Contrarily, they’ll go last to the job sites where the schedule is chronically inaccurate, where the homes aren’t ready, where they end up making “dry runs”, wasting time and losing money because the builder didn’t have the systems or mechanisms in place to ensure maximized productivity. They’ll go last to the job sites where the construction documents are incomplete, where the options they’re to install aren’t clearly designated, where the previous trade(s) left a mess and incomplete work. And perhaps most important, they’ll go last to the jobs where they know they won’t get paid in a timely fashion.

The secret to solving the trade shortage is to be the best builder to work for in your market. That’s a tall order, but is an iron-clad solution if you’re looking for one. Trade Partners make choices every day about which homes in which communities command their attention, and which are their priority (not yours!).

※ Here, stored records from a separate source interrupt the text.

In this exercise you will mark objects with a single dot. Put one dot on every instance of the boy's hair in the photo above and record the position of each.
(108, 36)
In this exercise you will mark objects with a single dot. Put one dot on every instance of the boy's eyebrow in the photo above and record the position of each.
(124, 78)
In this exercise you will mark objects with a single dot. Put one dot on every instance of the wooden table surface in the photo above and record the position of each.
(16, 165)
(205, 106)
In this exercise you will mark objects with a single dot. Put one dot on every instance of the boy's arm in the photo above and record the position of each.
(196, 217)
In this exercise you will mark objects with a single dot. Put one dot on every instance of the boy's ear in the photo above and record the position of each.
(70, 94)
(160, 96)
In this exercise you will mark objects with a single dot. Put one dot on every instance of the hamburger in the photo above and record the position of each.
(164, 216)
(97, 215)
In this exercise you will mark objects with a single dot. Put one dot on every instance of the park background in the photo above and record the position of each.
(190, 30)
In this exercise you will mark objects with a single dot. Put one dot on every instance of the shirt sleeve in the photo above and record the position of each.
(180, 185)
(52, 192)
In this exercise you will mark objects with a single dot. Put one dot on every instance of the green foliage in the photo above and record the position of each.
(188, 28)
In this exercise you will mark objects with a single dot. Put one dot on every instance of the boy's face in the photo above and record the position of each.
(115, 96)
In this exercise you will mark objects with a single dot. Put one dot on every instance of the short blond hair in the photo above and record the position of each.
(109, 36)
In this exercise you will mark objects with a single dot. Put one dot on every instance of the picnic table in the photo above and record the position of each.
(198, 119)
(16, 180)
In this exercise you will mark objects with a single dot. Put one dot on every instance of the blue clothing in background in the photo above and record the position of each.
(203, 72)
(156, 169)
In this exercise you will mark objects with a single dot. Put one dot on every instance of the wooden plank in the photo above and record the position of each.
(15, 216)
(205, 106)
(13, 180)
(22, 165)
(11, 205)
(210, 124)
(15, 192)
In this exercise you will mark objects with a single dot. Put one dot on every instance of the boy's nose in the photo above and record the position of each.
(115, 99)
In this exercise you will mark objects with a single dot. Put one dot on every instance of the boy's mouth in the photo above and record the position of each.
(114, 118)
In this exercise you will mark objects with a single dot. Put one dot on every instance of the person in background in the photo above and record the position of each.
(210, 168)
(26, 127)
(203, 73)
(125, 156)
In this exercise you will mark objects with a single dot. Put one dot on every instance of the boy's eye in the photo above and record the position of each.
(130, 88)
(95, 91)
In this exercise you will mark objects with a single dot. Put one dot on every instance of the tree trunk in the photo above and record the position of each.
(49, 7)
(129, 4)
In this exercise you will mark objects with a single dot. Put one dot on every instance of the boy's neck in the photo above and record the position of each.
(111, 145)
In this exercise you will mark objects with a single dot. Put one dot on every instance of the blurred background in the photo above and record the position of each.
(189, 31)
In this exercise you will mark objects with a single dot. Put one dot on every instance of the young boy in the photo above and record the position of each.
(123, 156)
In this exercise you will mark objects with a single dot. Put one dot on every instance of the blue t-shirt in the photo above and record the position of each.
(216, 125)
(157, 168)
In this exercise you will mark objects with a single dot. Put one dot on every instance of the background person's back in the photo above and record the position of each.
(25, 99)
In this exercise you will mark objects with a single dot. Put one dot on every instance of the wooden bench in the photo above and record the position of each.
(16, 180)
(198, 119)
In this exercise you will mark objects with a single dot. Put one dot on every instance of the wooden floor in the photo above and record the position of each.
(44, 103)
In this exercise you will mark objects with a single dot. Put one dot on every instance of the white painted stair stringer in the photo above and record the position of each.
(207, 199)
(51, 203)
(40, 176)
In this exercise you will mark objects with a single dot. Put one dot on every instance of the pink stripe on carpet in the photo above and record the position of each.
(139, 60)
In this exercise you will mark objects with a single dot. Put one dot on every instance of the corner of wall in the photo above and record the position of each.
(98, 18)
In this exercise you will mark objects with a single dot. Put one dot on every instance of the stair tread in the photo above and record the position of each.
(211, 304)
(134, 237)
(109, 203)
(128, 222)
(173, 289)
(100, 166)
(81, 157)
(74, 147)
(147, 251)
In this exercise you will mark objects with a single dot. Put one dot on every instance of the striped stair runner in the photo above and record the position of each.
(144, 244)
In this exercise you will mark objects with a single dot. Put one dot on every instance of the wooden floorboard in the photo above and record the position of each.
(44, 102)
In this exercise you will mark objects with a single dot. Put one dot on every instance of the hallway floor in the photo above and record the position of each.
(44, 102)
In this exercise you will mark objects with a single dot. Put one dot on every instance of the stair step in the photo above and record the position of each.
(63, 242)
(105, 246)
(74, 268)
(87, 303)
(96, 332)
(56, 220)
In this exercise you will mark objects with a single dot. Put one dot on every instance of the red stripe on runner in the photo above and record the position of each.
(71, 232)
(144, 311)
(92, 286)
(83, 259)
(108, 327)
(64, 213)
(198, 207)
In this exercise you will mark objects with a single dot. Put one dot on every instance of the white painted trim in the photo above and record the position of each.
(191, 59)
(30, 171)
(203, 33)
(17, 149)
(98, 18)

No, you don’t have to build homes in 4 ½ days, but if you can develop the scheduling rigor, material delivery processes and great supervision, you won’t have to worry about trades showing up. They’ll be lining up to work on your homes.

By the way, when we sold the home, they buyers had zero items on their walk-through list. You can not only build fast, you can build with high quality, with the right team, the right processes and the right trade partners.

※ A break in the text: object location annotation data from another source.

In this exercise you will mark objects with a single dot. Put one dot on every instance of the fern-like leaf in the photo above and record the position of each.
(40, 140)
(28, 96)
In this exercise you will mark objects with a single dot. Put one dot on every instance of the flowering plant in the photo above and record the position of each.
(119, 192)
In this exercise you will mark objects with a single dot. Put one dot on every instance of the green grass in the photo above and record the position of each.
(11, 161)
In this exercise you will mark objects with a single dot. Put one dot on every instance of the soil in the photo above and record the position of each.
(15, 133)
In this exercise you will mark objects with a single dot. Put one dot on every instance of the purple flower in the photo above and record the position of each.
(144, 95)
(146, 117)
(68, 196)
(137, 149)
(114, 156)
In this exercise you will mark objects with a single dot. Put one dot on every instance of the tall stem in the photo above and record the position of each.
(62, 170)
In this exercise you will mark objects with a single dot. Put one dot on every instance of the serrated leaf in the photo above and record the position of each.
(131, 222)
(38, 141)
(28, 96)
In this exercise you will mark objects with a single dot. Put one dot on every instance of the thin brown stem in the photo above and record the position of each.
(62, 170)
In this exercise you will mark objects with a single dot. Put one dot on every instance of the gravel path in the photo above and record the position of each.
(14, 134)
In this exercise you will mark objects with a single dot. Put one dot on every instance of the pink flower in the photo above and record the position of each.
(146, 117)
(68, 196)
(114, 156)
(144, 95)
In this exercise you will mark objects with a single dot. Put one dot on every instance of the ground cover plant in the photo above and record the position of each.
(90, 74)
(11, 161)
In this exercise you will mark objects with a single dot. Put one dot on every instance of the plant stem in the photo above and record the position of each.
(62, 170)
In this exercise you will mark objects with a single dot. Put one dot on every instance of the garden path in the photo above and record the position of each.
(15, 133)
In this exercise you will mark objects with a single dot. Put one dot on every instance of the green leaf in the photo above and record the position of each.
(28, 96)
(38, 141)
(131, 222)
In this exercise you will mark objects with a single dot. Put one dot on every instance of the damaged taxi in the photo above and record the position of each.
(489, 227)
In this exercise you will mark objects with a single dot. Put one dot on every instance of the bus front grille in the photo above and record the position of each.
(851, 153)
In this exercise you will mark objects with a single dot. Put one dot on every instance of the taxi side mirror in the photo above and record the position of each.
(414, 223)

It’s All About The Culture

Many years ago, when I was a young new home salesman, I had the misfortune to work with a Construction Superintendent who considered our customers to be an unwelcome interruption of his day. He grumbled his way through every encounter, treating them dismissively and disdainfully. Once, while conducting a final walk-through with a particularly finicky customer, who in his estimation was taking too long, he informed them at the foot of the stairs that they had 15 minutes to tour the second floor, after which he was leaving, finished or not. Not surprisingly, they were in my Sales Office in short order seeking intervention, and then spent several weekends parked outside the Sales Office, warning prospective buyers about how we treat our customers.

The company stood by the Superintendent, reinforcing his behaviors, in large part because he performed reasonably well in other areas, like budget control and construction schedules. The company thus demonstrated to me how they really feel about their customers, despite their public claims. I learned that taking care of customers was less important than protecting the company’s interests, that treating customers badly was acceptable. It spoke volumes about the company’s true priorities and culture.

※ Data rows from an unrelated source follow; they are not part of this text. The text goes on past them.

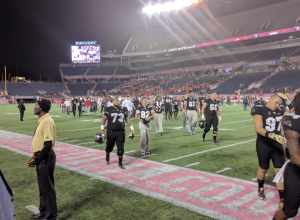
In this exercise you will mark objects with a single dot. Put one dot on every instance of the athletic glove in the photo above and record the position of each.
(131, 136)
(276, 137)
(220, 118)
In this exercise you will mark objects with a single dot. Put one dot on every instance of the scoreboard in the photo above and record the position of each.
(86, 52)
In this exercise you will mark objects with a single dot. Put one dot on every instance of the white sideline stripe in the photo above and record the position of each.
(33, 209)
(209, 150)
(192, 164)
(131, 151)
(235, 122)
(223, 170)
(90, 142)
(81, 129)
(73, 141)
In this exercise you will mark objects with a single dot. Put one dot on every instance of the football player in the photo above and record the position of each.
(168, 107)
(191, 109)
(291, 173)
(113, 121)
(175, 108)
(145, 114)
(267, 121)
(212, 115)
(158, 115)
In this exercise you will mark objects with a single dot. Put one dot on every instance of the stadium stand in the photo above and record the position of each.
(262, 19)
(34, 88)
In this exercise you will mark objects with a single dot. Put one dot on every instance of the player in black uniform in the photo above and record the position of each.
(168, 107)
(114, 119)
(191, 108)
(267, 119)
(291, 174)
(158, 115)
(212, 116)
(74, 106)
(22, 109)
(145, 114)
(175, 108)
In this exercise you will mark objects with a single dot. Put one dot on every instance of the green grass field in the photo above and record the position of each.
(82, 198)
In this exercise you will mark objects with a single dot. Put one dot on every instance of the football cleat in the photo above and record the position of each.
(131, 136)
(261, 194)
(99, 138)
(201, 124)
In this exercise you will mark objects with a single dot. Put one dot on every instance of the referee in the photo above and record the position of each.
(44, 160)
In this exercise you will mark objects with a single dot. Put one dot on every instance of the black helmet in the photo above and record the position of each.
(99, 138)
(202, 124)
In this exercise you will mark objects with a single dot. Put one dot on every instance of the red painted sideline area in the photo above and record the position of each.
(209, 194)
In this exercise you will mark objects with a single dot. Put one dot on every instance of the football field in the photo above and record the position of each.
(80, 197)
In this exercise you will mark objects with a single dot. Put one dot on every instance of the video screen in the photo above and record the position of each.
(86, 53)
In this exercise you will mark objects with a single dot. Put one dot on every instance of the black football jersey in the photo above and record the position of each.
(158, 107)
(212, 107)
(191, 103)
(291, 121)
(271, 119)
(116, 118)
(168, 100)
(176, 105)
(145, 114)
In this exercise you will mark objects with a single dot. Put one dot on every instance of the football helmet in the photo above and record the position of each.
(99, 138)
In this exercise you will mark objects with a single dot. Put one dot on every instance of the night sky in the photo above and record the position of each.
(36, 35)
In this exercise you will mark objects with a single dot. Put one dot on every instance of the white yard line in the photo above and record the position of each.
(131, 151)
(224, 170)
(88, 143)
(209, 150)
(235, 122)
(81, 129)
(192, 164)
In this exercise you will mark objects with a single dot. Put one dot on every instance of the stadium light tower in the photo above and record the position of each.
(169, 6)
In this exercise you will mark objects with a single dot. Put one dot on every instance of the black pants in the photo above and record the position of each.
(115, 138)
(21, 115)
(291, 190)
(45, 178)
(211, 121)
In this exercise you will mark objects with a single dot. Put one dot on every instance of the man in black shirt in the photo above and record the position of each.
(80, 106)
(291, 173)
(191, 109)
(145, 114)
(211, 115)
(168, 107)
(267, 120)
(22, 109)
(114, 119)
(175, 108)
(74, 106)
(158, 115)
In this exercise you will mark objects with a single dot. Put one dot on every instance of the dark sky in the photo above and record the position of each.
(36, 35)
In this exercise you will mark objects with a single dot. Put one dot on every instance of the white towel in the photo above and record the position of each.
(280, 175)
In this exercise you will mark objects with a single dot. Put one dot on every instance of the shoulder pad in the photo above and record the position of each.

As an Avid client, you already take customer satisfaction seriously, as evidenced by your commitment to tracking performance through Avid surveys. I hope that you also have vigorous mechanisms to act on gaps in your team’s performance in managing their customer relationships. To me though, it comes down to the kind of culture you create, the integrity and ethics you demonstrate, and the behaviors you embed in your company’s DNA.  Consider the following questions:

  • How often do you stress the importance of your company’s integrity and commitment to the customer in company communications, meetings and conversations with team members?
  • Are your key decisions based on what’s best for your customers? Do your decisions reflect your integrity and fairness toward customers?
  • Does your team consistently make decisions that are in the best interest of your customers, following your example? Can they predict how you would handle customer satisfaction issues when they arise?
  • How much recognition do you provide to team members who excel in serving their customers? Do you celebrate and publicize great customer care stories?
  • Do your employee performance reviews include discussion about their customer satisfaction scores and the quality of their relationships with customers? Are integrity and ethical behavior among your core values?
  • Do your incentive compensation plans include high customer satisfaction ratings as a condition of receiving bonuses?
  • Do you hire people partly on the basis of their values and expressed sensitivity toward customers and co-workers?
  • Do you tolerate employees like the Superintendent described above? (This question is particularly important. Having even one employee who treats customers badly sends a very loud message to all other employees!)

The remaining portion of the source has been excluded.